In this thesis, optimal and near-optimal algorithms are developed for various classes of single fault test-sequencing algorithms. We first present a novel multi-signal modeling methodology that alleviates some of the model validation problems of traditional dependency modeling, while achieving the same diagnostic resolution. We discuss the failure probability estimation and reachability analysis algorithms for dependency and multi-signal models. We also present efficient static analysis algorithms to rapidly evaluate topological testability deficiencies of a system based on the results of reachability analysis and directed graph processing, including the determination of ambiguity groups of faults, redundant tests, hidden and masking false failure sets. Next, we present an array of optimal and near-optimal test-sequencing algorithms that incorporate real-world testing features such as precedence constraints on tests, setup operations for tests, and traveling costs for tests. We develop efficient implementation techniques to speed up the test sequencing algorithms, including bit-compacted representation of the fault dictionary (D-matrix) and a fast, efficient, in-place transposition algorithm for the compacted D-matrix. The algorithms have been used for developing diagnostic strategies for systems having 50,000 failures and 50,000 test points. We extend these algorithms to the case of imperfect tests, where tests have false alarms and missed detections. Specifically, we develop a dynamic programming formulation for the problem of imperfect test sequencing and obtain closed form solutions for systems of special structure.
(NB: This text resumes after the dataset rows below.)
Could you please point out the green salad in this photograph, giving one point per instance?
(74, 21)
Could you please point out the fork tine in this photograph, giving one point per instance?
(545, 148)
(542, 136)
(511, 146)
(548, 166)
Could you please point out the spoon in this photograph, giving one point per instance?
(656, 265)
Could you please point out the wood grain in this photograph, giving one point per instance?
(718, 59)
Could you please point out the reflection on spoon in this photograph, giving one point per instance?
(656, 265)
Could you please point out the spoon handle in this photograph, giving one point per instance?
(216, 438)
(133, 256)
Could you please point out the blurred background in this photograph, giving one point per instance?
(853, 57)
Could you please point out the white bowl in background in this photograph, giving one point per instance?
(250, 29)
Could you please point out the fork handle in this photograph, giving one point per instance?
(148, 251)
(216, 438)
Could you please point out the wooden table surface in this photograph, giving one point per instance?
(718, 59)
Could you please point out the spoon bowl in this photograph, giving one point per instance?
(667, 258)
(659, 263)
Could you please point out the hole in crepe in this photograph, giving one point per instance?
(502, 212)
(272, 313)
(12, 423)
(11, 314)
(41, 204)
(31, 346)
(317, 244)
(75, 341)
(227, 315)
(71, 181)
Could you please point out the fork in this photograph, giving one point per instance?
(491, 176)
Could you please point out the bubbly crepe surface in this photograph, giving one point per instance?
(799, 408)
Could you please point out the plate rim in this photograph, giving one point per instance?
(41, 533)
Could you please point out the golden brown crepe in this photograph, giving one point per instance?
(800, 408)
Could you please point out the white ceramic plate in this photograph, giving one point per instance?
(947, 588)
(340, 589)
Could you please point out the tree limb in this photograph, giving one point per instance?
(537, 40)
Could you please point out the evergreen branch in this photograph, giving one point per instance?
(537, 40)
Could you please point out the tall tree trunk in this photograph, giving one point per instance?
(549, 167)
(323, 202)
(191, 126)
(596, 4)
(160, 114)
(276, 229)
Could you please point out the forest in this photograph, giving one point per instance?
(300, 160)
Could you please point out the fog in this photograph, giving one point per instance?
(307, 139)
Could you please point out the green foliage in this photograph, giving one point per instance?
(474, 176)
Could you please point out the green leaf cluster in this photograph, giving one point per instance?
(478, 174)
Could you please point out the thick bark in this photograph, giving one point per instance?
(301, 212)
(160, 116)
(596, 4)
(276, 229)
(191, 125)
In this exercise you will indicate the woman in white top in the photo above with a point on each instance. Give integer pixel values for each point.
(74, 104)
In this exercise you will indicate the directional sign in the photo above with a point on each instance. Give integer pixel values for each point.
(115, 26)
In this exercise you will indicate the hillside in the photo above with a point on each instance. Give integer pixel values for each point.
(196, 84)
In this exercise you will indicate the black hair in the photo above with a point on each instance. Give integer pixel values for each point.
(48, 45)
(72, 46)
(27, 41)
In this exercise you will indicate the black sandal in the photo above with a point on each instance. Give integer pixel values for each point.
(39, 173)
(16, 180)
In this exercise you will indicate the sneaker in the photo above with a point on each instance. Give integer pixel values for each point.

We present practical test sequencing algorithms based on Information Gain and Certainty Equivalence, and compare them with the optimal DP method for small systems. We also present top-down graph search techniques which enabled us to construct static diagnostic strategies for large systems (up to 2000 faults and 2000 unreliable tests). Finally, we consider the various test sequencing problems that arise in the Design for Testability including Minimax test sequencing, test sequencing with a constraint on the expected testing time, test sequencing with a constraint on the number of tests used, and minimal storage test sequencing, for which we derive optimal and near-optimal top-down graph search solution algorithms.